If, for example, he's serious, then Republican consultant Alex Castellanos provides the best conceivable reason for no Republican to ever hire him as a consultant: "I’m not sure I understand the disappointment with the Republican field" -- which is almost vintage, lipstick-on-a-pig strategery. Almost, but not quite. Were I a Republican consultant, I'd probably dismiss the regnant disappointment altogether and rally whatever known enthusiasm there is instead; and if no such enthusiasm were known, I'd simply make it up, that being something Republicans are naturals at.
But no, Castellanos' implication is that he wants to "understand" the disappointment -- a task so enormous, given this GOP field, it would consume all his waking hours. So he shifts to a kind of offense: "[Obama] has to create a George Bush. He has to create an unacceptable Republican. As long as the Republicans don’t give him that, we’re in the hunt."
Damn, Alex, it's a trifle late for that. Look north, look to New York, look to Buffalo. Read it and weep.

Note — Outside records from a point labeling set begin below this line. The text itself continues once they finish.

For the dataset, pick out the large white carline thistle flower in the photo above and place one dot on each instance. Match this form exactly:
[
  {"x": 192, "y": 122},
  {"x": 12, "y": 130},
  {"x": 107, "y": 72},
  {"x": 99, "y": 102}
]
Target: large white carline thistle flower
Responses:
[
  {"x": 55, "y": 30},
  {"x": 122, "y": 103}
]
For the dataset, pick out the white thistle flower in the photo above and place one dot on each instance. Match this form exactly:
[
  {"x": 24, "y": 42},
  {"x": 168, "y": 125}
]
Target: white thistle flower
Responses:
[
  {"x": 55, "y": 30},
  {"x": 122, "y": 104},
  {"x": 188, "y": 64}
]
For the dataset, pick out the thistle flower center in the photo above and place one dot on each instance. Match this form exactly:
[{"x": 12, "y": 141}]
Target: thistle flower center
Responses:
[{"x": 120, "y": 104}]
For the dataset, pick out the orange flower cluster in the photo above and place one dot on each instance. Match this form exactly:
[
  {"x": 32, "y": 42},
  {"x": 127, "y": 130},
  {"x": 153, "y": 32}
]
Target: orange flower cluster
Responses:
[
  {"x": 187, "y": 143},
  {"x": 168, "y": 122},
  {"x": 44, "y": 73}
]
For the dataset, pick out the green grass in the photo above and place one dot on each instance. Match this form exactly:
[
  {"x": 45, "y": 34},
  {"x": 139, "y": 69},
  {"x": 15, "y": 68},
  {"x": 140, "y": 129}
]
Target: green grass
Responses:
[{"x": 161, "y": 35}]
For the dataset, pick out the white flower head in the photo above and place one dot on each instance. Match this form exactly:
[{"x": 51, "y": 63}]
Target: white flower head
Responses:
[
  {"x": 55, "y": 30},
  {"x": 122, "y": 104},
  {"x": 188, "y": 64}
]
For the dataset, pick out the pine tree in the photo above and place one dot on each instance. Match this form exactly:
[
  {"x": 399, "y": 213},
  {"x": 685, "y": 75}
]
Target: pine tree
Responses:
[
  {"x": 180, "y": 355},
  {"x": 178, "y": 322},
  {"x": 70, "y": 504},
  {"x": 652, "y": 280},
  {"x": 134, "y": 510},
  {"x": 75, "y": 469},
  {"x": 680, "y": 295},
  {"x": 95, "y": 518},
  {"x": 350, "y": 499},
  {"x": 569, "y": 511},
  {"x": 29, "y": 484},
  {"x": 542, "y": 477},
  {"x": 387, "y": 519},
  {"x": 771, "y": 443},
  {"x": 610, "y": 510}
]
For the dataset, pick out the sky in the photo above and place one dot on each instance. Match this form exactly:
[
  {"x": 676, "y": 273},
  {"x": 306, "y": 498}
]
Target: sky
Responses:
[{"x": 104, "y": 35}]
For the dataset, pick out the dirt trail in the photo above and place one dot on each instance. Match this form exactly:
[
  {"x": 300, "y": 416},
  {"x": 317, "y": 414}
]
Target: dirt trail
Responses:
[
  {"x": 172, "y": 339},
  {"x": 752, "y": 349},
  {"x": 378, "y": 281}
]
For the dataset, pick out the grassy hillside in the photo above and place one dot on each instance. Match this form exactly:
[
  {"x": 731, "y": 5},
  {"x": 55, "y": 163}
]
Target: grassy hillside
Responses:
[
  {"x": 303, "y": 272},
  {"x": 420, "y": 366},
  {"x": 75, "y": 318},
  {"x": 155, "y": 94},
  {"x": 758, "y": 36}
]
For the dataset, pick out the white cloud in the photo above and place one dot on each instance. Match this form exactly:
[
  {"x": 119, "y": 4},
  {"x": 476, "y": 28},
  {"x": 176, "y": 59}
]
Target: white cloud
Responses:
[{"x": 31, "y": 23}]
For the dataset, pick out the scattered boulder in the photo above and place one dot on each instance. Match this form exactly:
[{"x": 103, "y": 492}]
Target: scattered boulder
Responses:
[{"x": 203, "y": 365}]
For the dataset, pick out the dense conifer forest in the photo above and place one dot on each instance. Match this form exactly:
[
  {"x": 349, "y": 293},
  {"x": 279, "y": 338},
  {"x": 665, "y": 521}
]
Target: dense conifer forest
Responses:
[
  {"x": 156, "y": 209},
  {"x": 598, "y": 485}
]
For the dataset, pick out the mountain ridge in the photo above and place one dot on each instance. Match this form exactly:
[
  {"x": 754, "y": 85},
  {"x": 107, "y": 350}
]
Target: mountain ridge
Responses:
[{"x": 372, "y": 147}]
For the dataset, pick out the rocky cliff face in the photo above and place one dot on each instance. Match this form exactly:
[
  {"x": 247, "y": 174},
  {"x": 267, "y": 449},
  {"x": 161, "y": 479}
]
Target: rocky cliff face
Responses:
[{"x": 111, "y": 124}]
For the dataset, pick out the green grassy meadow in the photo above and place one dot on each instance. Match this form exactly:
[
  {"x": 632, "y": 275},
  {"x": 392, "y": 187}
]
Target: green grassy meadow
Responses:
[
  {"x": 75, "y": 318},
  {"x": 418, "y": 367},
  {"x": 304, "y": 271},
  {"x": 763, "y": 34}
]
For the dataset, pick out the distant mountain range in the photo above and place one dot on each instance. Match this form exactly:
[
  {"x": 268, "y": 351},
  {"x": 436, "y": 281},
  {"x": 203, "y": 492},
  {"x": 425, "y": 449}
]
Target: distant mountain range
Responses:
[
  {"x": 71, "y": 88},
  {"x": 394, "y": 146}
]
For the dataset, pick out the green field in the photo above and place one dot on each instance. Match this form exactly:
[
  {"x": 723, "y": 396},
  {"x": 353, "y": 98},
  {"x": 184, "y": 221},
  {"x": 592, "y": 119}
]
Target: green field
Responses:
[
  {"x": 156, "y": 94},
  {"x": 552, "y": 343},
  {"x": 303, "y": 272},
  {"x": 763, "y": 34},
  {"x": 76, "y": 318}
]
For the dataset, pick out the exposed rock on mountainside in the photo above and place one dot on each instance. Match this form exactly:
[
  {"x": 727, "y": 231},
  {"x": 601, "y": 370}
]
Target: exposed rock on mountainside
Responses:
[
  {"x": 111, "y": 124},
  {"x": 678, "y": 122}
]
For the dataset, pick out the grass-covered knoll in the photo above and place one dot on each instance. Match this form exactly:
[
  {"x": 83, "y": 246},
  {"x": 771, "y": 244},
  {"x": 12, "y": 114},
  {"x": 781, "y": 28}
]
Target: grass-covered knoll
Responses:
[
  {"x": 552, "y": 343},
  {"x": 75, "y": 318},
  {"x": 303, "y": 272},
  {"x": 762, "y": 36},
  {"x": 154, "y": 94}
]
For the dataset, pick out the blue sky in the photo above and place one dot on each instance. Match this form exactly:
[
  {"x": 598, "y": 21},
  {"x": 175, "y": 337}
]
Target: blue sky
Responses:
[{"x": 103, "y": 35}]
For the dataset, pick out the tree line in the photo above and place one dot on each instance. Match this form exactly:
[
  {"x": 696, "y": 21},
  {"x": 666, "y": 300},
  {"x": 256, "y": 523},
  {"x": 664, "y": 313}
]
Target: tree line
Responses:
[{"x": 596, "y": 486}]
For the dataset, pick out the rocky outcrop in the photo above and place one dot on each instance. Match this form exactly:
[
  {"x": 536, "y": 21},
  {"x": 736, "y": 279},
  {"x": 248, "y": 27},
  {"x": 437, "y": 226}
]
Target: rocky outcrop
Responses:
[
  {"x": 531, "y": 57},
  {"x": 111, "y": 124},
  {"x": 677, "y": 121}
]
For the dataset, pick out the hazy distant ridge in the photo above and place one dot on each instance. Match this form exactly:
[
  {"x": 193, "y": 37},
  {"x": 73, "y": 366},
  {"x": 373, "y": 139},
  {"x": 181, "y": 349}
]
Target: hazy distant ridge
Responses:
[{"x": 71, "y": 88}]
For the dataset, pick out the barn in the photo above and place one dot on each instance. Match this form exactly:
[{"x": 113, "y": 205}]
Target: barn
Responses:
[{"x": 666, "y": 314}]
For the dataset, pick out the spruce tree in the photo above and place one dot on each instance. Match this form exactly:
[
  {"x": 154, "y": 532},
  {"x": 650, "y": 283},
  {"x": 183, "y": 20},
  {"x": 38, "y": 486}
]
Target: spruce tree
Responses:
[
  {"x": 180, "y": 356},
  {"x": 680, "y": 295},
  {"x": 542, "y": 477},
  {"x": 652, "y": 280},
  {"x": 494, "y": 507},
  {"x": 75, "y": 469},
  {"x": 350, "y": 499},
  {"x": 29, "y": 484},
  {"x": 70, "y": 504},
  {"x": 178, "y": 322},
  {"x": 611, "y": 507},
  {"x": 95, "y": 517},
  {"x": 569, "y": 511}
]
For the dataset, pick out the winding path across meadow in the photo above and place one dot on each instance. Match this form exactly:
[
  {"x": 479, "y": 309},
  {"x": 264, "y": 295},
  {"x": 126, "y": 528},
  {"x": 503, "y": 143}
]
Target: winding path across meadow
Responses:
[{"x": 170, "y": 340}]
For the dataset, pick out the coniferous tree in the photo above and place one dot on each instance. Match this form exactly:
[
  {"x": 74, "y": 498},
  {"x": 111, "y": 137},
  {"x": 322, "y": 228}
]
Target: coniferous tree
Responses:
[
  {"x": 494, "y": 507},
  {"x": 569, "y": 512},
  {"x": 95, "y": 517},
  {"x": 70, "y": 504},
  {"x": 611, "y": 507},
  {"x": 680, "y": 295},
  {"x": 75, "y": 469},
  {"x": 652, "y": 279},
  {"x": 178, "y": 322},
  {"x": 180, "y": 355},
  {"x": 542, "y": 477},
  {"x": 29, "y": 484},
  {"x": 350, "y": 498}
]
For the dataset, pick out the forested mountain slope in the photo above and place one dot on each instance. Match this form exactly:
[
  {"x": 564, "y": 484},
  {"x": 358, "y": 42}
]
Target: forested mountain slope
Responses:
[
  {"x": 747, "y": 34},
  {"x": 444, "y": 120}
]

Ford O'Connell, another Republican consultant, asks and answers: "Is the current 2012 GOP crop weak? Compared to what, I would ask." No, that's not a joke. I know, it sounds like one, but it's not ... really. So I'll give Mr. O'Connell a serious answer, starting with merely the postwar era: 1952, 1956, 1960, 1968, 1972, 1980, 1984, 1988, 1992, 2000, 2004. Some would add to this list.

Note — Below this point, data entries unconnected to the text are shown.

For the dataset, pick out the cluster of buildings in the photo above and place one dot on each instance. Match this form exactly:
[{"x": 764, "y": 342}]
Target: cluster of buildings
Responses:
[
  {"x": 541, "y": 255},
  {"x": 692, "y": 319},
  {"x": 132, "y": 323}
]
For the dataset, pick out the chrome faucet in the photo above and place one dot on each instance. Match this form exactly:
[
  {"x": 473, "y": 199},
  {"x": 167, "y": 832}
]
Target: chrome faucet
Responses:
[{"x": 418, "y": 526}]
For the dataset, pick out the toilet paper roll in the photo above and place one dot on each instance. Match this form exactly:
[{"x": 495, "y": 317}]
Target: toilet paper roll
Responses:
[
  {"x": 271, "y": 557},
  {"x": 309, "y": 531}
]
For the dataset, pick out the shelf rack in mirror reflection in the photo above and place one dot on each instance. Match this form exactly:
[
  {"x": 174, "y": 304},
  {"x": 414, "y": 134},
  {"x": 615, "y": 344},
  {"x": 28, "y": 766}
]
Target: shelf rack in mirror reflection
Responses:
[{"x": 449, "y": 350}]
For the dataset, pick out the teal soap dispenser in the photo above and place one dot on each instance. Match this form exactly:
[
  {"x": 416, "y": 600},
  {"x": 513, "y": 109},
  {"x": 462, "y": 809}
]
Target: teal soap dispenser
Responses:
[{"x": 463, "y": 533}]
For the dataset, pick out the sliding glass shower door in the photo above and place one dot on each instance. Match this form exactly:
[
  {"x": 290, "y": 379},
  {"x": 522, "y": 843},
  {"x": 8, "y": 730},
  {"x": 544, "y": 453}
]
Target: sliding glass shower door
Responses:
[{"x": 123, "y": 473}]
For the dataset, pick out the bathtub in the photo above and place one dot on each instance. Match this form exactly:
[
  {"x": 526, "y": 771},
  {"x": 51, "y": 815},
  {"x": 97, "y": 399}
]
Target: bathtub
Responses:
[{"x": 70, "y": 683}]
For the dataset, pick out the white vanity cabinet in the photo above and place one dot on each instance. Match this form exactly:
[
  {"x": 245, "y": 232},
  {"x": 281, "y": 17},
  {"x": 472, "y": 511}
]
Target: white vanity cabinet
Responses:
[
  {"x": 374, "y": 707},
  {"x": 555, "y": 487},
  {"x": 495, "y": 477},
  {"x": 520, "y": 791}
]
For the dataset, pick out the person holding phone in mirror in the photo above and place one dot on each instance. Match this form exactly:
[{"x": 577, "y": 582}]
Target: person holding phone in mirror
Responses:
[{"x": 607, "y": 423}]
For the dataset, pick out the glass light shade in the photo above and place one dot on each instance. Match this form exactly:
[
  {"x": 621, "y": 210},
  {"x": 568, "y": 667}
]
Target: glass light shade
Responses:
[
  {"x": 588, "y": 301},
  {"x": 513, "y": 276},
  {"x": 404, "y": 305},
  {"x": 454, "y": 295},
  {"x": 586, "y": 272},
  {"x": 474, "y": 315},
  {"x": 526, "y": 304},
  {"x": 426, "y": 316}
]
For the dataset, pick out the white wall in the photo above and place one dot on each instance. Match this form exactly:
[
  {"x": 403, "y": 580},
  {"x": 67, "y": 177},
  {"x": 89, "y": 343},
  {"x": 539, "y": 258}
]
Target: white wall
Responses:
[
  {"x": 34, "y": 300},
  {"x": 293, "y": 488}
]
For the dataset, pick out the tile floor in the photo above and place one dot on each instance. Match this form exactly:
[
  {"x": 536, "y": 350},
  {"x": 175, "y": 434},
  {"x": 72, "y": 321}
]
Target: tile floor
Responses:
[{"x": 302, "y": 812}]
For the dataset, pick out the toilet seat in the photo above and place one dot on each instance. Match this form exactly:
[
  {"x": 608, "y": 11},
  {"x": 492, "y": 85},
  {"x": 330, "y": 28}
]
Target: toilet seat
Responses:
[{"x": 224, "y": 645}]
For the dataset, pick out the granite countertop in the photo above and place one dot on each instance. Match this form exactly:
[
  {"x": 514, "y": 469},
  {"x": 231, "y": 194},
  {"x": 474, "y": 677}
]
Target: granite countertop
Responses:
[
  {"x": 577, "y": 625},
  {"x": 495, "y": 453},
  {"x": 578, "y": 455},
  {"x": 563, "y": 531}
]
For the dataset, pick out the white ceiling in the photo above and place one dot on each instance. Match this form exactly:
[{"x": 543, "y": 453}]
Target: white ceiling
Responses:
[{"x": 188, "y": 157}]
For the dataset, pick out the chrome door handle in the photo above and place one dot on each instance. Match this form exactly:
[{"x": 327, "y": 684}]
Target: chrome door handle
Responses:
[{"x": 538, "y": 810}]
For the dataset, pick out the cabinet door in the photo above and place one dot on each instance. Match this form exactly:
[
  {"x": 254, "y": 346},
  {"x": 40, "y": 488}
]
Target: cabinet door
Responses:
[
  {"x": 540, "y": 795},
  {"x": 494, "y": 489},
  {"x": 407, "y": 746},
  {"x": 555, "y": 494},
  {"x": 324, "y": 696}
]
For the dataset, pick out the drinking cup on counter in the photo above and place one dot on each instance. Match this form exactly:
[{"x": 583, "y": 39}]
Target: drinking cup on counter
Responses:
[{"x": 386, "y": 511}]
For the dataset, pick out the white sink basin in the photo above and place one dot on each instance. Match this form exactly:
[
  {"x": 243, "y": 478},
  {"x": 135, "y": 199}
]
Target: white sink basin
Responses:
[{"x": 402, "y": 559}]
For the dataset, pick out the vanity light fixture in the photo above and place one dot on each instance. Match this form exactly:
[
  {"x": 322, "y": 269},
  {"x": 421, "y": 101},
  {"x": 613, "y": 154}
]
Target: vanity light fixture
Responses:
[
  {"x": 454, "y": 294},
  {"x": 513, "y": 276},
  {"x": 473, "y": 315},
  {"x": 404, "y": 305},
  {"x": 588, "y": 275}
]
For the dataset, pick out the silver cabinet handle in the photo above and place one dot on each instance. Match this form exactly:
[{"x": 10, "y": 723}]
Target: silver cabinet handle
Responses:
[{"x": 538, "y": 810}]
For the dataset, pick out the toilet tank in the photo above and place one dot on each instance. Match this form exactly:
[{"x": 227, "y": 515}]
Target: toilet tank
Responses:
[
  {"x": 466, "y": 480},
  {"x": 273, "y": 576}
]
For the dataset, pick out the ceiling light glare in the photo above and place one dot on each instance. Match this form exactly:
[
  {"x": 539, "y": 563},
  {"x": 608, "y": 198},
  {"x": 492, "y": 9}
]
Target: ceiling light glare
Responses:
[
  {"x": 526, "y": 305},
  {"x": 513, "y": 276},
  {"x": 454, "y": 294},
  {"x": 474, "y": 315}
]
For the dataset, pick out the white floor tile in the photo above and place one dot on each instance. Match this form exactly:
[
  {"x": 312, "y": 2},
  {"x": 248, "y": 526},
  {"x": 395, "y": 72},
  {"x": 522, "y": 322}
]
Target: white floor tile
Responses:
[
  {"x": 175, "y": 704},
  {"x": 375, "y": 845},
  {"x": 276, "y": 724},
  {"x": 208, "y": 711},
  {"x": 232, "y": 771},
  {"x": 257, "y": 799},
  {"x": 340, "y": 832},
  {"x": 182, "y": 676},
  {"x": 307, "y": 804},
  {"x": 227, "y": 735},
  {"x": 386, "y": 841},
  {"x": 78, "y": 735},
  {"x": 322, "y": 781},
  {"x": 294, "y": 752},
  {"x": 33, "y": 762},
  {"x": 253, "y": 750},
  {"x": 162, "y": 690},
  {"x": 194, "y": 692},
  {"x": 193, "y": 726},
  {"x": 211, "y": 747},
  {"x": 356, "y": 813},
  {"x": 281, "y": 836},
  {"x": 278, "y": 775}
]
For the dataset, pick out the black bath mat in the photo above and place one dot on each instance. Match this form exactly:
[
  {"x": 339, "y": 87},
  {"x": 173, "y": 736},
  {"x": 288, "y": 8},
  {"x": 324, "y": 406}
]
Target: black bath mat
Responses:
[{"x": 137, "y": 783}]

There are also Republicans, such as former congressman Pete Hoekstra, who take the blunt approach, knowing that any extended analysis would only sink them deeper: "This field is better than what the critics give it credit for." So shove it. I like that.

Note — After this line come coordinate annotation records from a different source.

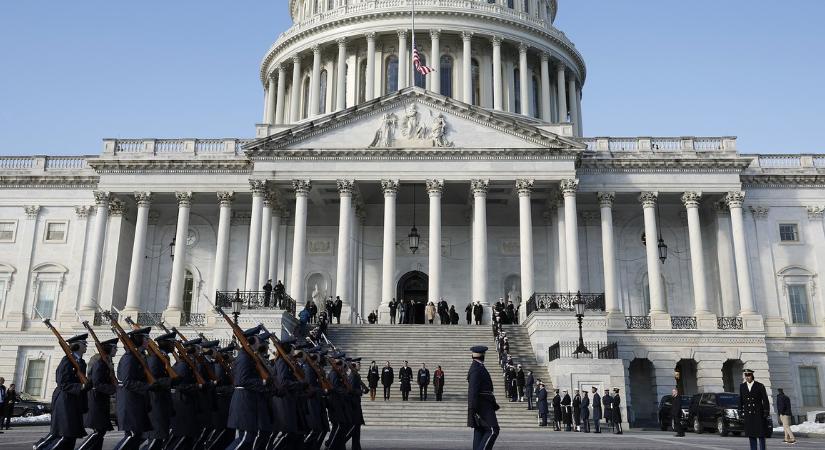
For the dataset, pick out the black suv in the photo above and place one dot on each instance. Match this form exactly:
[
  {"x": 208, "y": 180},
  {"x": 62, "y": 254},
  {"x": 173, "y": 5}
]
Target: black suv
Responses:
[
  {"x": 719, "y": 412},
  {"x": 665, "y": 421}
]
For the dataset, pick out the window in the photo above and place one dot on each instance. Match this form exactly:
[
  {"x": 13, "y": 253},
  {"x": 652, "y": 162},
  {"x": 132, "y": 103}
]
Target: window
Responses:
[
  {"x": 798, "y": 296},
  {"x": 446, "y": 75},
  {"x": 35, "y": 369},
  {"x": 8, "y": 229},
  {"x": 788, "y": 232},
  {"x": 391, "y": 75},
  {"x": 55, "y": 232},
  {"x": 809, "y": 386}
]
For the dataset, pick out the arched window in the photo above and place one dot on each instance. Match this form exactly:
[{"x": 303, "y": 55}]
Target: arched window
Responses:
[
  {"x": 446, "y": 74},
  {"x": 322, "y": 93},
  {"x": 475, "y": 73},
  {"x": 391, "y": 74}
]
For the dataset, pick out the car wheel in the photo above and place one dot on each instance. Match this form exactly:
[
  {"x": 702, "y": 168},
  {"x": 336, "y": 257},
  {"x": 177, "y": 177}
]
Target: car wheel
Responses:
[{"x": 721, "y": 428}]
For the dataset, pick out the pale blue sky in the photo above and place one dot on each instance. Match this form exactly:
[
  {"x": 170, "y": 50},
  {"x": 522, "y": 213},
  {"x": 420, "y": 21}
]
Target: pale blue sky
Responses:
[{"x": 72, "y": 73}]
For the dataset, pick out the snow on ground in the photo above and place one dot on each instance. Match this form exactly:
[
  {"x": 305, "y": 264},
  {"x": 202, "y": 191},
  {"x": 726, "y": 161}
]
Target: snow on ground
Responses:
[{"x": 805, "y": 427}]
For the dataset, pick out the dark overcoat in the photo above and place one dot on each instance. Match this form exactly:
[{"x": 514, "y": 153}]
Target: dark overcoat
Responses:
[
  {"x": 68, "y": 401},
  {"x": 481, "y": 402}
]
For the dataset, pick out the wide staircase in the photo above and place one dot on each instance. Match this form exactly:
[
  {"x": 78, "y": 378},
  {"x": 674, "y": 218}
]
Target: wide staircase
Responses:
[{"x": 445, "y": 345}]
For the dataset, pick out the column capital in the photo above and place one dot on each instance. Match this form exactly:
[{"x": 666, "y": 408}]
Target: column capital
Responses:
[
  {"x": 479, "y": 187},
  {"x": 435, "y": 187},
  {"x": 691, "y": 199},
  {"x": 102, "y": 197},
  {"x": 648, "y": 199},
  {"x": 390, "y": 187},
  {"x": 225, "y": 198},
  {"x": 301, "y": 187},
  {"x": 524, "y": 186},
  {"x": 184, "y": 199},
  {"x": 734, "y": 199},
  {"x": 606, "y": 199},
  {"x": 345, "y": 187},
  {"x": 569, "y": 187},
  {"x": 144, "y": 199}
]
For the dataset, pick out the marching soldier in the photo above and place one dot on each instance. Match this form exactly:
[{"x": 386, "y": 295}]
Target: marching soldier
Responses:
[
  {"x": 98, "y": 418},
  {"x": 481, "y": 402}
]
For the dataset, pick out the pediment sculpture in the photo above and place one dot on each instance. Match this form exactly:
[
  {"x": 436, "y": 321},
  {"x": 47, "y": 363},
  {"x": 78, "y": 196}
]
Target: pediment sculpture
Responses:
[{"x": 409, "y": 132}]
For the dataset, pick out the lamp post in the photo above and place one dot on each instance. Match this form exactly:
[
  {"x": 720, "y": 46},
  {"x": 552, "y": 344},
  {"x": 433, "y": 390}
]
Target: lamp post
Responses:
[{"x": 580, "y": 304}]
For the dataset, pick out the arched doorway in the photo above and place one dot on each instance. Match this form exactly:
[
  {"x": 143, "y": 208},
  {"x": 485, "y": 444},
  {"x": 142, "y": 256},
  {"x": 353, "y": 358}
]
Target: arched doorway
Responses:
[{"x": 412, "y": 286}]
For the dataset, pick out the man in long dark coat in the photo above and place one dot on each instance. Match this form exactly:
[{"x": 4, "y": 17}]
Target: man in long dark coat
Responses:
[
  {"x": 99, "y": 397},
  {"x": 481, "y": 402},
  {"x": 755, "y": 409}
]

Yet, there are the delirious and delusional, too, such as the Ripon Forum's editor, Lou Zickar, who, hands down, is my favorite commentator: "I wouldn’t be surprised to see some additional names added to the list – someone like John Kasich, perhaps." Zickar concedes with Alpine realism that "Skeptics will point to the fact that his disapproval rating currently stands at 49 percent," although he fails to observe that Kasich's approval rating rivals only that of Ayman al-Zawahiri. The other 50 percent of Ohioans have never heard of John Kasich.
Don't you love it? And just think, we've an entire 18 months of this Republican burlesque.